There’s a lot that the marginal zone lymphoma community needs, but there is also a lot being said. Results from clinical trials are coming in, and patient testimonials are shedding light on just how life changing they are.
Results from a recent Phase 2 clinical trial of the oral drug, duvelisib, released in July of this year, showed promise in treating indolent (causing little or no pain) non-Hodgkin lymphoma.
This study examined both the efficacy and safety of duvelisib in patients were resistant to the common treatment, Rituxan and chemotherapy and radiation. Of particular interest, 33 percent of marginal zone lymphoma patients proved to be responsive to treatment, and while this may not seem like a lot, these responses were seen in patients with a double-refractory strain of the cancer, the same patients who have few current treatment options available. Thus, the data from this study remain positive, and follow-up and commitment will be ongoing in the participants of the trial. To read more about the specifics of these results, click here!
But, excitingly, this is not the only drug to look out for in the coming years!
Celgene, a global biopharmaceutical company, just released interim results from a Phase 3 clinical trial testing Revlimid and Rituxan in combination against marginal cell lymphoma. The results prove extremely promising for those affected by this rare blood cancer, as a whooping 70 percent of patients went one year without any cancer progression. Further, cancer was fully eradicated in 66 percent of total patients that had responded to treatment, and all of this good news apparently only came at the cost of general fatigue and low blood cell counts.

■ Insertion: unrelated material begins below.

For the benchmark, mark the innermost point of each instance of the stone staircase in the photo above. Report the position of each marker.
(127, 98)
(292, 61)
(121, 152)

The plan for the study is for researchers to follow patients for five years after the start of their treatment, with final results from this study scheduled to be reported in 2021. To learn more about these preliminary results and this study, click here!
There is something else very important to keep in mind, in light of all of these exciting new studies out there…
We at Patient Worthy report on a lot of clinical trials, FDA approvals, and new pipelines being developed. However, we may not always have personal stories to put these clinical trials into much context. Sometimes, these studies can mean the difference between life and death for patients who have run out of all of their other options, which was the case for Ground Zero rescue worker, Bart Zagami.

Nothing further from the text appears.